音楽に言葉は要らない、というけれど。
確かに「(これ、いいよね)」と、音を通して心を通わせることもある。というか、そういうものだけれど。
しかし、教えるってのはそれだけではいけない。どうしてこれが素晴らしいのか、ちゃんと言葉で説明しなくてはいけない。しかも私がしているのは分析の授業。本来は比喩すら使ってはいけないのかもしれないが、しかしそこはこちら楽師、学者じゃない。
それでも、難しい。ふさわしい「言葉」を見つけられない限り、自分の気持ちは空転し、生徒に伝わることはない。先々週のシューベルト:ピアノ三重奏曲D929第2楽章の授業はまさにそうだった。生徒に演奏させながらの授業なので形にはなるのだが・・
あんなに素晴らしい音楽!ベートーヴェンの一周忌に公開演奏されたこの曲が「見よ、太陽が沈むのを」の歌だけでなく、「英雄」(とその葬送)との強い音楽的関連を持っていることに気づいたのはよかったと思う。しかし、まったく言葉が足りなかった。

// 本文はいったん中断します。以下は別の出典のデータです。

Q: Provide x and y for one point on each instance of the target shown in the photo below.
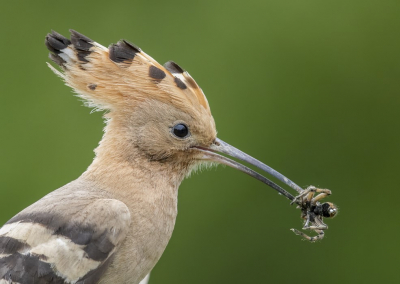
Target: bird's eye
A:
(180, 130)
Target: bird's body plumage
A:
(112, 224)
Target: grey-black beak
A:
(220, 146)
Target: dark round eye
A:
(180, 130)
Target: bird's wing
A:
(75, 247)
(120, 74)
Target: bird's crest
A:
(118, 76)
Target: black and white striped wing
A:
(44, 247)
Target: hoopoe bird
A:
(112, 224)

さて、先週。この作品の2、4楽章だったのだが、前日になって演奏者がキャンセルになり、1対60の逃げ場のない1時間半に。ああ、こういう巡りあわせだよな、いつも。
結果、災い転じたかはわからないが、ともかく自分を思い出した。そういえば、ぼくはいつも80点が取れる人じゃなかった。いつも30点、40点だけど、たまに258点とかになるんだった。